The weather steadily improved, so that we managed to accomplish our field-work – the last 20 control shrubs on the little plateau. Since we still had one day left for post-processing these samples and the weather forecast predicted rain for Saturday 11th, we decided to use the remaining few hours with sunshine to inspect another potential field-site for possible further projects. This place – called Kuannit which refers to the vascular plant Angelica – was characterized by very lush vegetation. Moreover, the place features several basaltic pillars, which characterize the specific geology of the Disko-island on which Arctic Station is located.
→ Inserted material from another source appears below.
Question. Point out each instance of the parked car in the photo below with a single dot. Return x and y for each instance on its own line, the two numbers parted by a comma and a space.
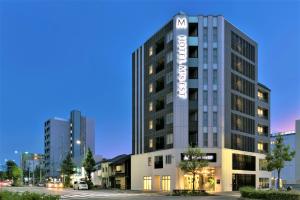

In combination with the homothermic springs, the resulting fertile soils host plant communities which normally are located further to the south.
Our control site on the plateau with Salix shrubs growing close to a little stream. The change in size from close to the stream – potentially also affected by the homothermic springs – to the surrounding tundra (left part of the image) is clearly visible.
Male (left) and female (right) flowers of Salix glauca – the ‘Beautiful Willow’. Apart from our research question with respect to homothermic springs, we are also interested in gender-specific growth patterns and levels of productivity.
Angelica growing in Kuannit – due to its high content in Vitamin C, the native people use it for medical purposes.
Basaltic pillars in front of an iceberg.
The landscape at Kuannit is green and lush and features several geologically interesting formations.